Has The Euro Bottomed?

 

 

March 16, 2017, 3:30pm EST               Invest Alongside Billionaires For $297/Qtr

Following the Fed yesterday, we heard from the Bank of Japan overnight, and the Bank of England this morning.  As for Europe, we heard from the ECB last week.

Coming into this week we’ve had this ongoing dynamic, for quite some time, of the Fed going one way on rates (up) and everyone else going the other way (cutting rates, QE, etc.).

That’s been good for the dollar, as global capital tends to flow toward areas with rising interest rates and better growth prospects. That combination tends to mean a rising currency and rising investment values.  What really determines those flows though, is the perception of how that policy spread, between countries, may change.  Most recently, that perceived change in the spread has been in favor of it growing, i.e. Fed policy tighter or at least stable, while other spots of the world considering even easier on monetary policy.

That divergence in policy has been bad for currencies like the euro, the pound and the yen. But that hit to the currency is part of the recipe.

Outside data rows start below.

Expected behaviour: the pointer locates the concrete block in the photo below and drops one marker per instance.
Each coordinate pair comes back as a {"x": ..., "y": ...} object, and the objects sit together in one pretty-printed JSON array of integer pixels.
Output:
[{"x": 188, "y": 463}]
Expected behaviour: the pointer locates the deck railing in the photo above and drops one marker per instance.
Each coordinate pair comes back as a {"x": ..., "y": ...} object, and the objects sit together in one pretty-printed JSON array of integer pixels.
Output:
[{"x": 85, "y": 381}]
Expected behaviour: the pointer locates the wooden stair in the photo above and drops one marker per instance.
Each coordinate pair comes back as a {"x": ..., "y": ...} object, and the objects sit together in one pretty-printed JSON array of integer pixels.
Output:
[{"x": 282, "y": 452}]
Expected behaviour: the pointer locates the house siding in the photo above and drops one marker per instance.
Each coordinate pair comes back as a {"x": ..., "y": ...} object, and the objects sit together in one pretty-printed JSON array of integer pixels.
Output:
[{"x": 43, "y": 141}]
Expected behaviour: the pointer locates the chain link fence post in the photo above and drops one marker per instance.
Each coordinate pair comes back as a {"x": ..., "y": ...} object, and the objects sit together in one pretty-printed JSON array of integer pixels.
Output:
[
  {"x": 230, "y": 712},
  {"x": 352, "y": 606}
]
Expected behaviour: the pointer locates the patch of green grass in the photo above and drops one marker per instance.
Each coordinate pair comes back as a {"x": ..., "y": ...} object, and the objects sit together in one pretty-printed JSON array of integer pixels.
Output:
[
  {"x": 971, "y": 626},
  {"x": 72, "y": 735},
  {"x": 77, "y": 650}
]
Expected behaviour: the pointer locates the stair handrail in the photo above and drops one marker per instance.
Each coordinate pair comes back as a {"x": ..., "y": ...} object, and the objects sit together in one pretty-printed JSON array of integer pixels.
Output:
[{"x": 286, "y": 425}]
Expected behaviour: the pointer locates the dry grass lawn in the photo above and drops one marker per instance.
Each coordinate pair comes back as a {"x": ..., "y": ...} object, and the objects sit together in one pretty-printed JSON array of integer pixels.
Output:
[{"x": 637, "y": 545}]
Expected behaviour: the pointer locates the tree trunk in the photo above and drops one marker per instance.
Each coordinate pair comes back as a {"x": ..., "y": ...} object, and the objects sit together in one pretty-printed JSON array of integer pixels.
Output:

It promotes higher asset prices, better exports and growth.  And as Bernanke says, QE tends to make stocks go up, which helps.

Still, those stocks have lagged the strength in U.S. stocks.  With that, over the past six months or so, I’ve talked about the opportunities in European and Japanese stocks for a catch up trade.

While U.S. stocks have continued to set new record highs, stocks in Europe and Japan have yet to regain the highs of 2015 — when the global economy was knocked off course, first by slowing China and a surprise currency devaluation, and later by a crash in oil prices.

With that, if you think Trumponomics marked the end of the decade long deleveraging period (post-financial crisis), and that the Fed is signaling that by ending emergency level monetary policy, then the rest of the world should follow.  That means the next move in Europe, Japan, the UK will be toward normalization, not toward more emergency policies.

That means the expectations on the policy gap narrows.  With that, we may have seen the bottom in the euro.  If negative interest rates and an election cycle that has parties that are outright promising to destroy the euro can’t push it to parity, what can? If it can’t go lower, it will go higher.

MAR16 EUR

And if the euro has bottomed and the next move for the central bank in Europe is tapering, the first step toward ending emergency policies, then this stock market in Europe looks the most intriguing for a big catch up trade – still about 20% off of the 2015 highs and well below the pre-crisis all time highs.